V. S.L. Ils sont nombreux mais en gros ils sont tous relatifs à l'économie et surtout à la culture en tant qu'expérience des sociétés. Par exemple, au fort du complot contre Dessalines, le contentieux porte sur l'appropriation des terres et l'attitude face au marché international. Considérons un seul point de ce dernier aspect ? Dessalines s'oppose à la fabrication du clairin qui se consomme uniquement dans le pays et à la coupe du bois de campêche, industrie des paresseux. Il veut que les capitaines de bâtiment prennent notre sucre qui est de mauvaise qualité et il entend que le café se vende à un prix déterminé.

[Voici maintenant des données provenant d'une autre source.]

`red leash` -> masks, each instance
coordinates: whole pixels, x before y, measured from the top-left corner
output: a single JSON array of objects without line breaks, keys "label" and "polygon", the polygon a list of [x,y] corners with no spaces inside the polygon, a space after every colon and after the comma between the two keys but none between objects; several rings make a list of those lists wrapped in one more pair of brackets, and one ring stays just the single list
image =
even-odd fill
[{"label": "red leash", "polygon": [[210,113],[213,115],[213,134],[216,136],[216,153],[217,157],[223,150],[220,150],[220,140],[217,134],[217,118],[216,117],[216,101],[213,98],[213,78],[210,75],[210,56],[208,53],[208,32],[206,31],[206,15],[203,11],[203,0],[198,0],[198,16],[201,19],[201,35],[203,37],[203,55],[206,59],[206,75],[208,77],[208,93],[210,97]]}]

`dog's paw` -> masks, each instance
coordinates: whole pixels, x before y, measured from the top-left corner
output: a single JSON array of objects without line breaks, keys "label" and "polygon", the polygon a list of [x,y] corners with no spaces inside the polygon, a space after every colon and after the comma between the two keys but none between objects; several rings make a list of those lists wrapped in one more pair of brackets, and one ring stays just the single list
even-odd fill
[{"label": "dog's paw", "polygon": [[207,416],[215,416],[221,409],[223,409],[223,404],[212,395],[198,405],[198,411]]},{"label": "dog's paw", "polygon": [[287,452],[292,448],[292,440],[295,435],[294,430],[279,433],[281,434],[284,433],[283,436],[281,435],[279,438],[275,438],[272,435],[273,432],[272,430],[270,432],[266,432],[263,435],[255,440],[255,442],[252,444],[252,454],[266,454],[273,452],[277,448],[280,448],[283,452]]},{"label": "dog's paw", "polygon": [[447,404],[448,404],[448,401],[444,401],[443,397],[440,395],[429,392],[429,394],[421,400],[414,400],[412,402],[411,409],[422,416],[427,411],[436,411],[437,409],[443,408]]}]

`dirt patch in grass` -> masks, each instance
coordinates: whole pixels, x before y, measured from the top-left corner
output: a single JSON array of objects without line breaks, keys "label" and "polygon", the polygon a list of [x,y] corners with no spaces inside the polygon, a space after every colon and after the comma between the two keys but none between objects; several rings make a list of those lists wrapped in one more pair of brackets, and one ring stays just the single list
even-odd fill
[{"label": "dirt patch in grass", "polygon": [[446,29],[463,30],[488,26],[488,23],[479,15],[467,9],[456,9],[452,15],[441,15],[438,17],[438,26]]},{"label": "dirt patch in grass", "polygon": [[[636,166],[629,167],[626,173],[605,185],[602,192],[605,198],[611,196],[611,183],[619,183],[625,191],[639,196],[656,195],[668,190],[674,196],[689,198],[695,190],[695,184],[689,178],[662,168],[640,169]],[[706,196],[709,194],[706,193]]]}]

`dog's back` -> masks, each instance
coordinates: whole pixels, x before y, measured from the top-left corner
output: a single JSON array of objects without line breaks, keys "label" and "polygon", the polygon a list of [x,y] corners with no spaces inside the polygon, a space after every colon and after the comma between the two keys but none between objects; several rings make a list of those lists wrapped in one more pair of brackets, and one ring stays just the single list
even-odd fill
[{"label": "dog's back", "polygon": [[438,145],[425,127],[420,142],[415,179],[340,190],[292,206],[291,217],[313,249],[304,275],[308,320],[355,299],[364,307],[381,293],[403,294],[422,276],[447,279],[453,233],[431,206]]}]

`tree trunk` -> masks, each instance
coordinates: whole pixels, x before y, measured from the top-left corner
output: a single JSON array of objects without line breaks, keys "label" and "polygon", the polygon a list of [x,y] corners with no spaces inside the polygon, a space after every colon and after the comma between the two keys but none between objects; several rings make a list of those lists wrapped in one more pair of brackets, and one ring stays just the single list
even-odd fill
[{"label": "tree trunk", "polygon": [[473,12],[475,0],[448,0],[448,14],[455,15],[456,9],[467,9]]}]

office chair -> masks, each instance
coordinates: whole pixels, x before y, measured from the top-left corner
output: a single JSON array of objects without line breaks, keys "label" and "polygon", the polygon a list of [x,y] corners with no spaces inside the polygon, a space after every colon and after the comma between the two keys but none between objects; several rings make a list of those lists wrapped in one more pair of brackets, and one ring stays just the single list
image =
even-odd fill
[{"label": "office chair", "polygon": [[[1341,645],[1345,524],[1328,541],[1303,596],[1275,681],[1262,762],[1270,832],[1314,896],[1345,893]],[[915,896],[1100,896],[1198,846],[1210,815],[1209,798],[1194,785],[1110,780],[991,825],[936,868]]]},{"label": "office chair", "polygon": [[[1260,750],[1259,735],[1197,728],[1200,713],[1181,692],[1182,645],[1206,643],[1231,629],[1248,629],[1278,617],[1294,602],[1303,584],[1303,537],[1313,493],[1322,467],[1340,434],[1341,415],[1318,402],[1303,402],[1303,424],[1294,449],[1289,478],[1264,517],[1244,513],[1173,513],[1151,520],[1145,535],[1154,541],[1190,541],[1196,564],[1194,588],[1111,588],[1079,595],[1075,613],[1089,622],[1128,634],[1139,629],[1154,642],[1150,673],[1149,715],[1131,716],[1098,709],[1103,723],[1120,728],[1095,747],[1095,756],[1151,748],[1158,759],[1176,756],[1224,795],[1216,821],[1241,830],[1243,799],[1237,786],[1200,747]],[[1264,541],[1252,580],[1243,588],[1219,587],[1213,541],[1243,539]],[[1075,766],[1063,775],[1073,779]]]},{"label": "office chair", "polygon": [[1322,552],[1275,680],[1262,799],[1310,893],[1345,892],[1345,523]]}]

Dessalines, impuissant face au marché international, fait détruire les guildives et incendier des tas de bois destinés à l'exportation. Ses adversaires en profitent pour l'éliminer. Eux non plus ne pourront résoudre la question du sucre. Pourquoi après l'indépendance, Haïti n'a-t-elle pas pu continuer à produire du sucre. Telle une question d'histoire d'importance actuelle que l'on pourrait se poser à l'occasion de la commémoration de l'événement du 17 octobre 1806. Son étude pourrait révéler que les auteurs du drame du Pont Rouge et même Dessalines, qui en a été la victime, manquaient d'une culture du pouvoir comme capacité de produire, de vendre, de s'imposer à l'étranger. Je doute que aujourd'hui encore nous soyons parvenus à une telle vision du pouvoir.

P.R. C. Selon vous, la culture n'est pas que folklore ?


V. S.L. En Haïti, face à la nécessité légitime de défendre le vaudou, de démontrer qu'il ne s'agit pas de pratiques diaboliques, nos intellectuels sont tombés dans l'erreur consistant à ramener la culture uniquement à sa dimension folklorique, sans saisir l'importance de la dimension technique, scientifique et intellectuelle et en général comme expérience de vécu au sein de la société et dans les relations entre sociétés. Les conséquences du manque de culture sont renforcées par notre grande misère matérielle à laquelle nous recherchons des solutions individuelles égoïstes et désespérées en nous livrant réciproquement une lutte génocidaire pour le pouvoir politique absolu sur nos compatriotes. C'est tout cela qui nous a valu 1806 et qui nous vaut aujourd'hui le ridicule de ce protectorat humiliant et inefficace d'étrangers venus des quatre coins du monde.

P.R. C. Vous établissez une relation entre ce qui se passe aujourd'hui et l'acte du Pont Rouge.

V. S.L. Dans une certaine mesure. J'ai souligné dans mon livre et dans un article de revue, qu'avant 1804, Haïti est tombée sous la dépendance commerciale de l'Angleterre et des Etats-Unis par suite de la guerre civile entre Rigaud et Toussaint. L'assassinat de Dessalines en 1806 marque une nouvelle entrée dans la dépendance qui sera renforcée lorsque Boyer accepte de payer une indemnité aux anciens colons français. Depuis lors, le pays entre dans le cycle infernal des dettes envers l'étranger. Plus tard, nos hommes politiques se battent pour le pouvoir en faisant appel aux puissances étrangères sans considération des conséquences pour Haïti. L'on peut dire que depuis 1806, les hommes politiques haïtiens ne cessent de s'entredéchirer en se plaçant sous la tutelle des gouvernements étrangers. Je pense qu'on ne peut commémorer le bicentenaire de l'assassinat de Dessalines sans rappeler à la conscience nationale la conduite si peu clairvoyante de nos politiciens.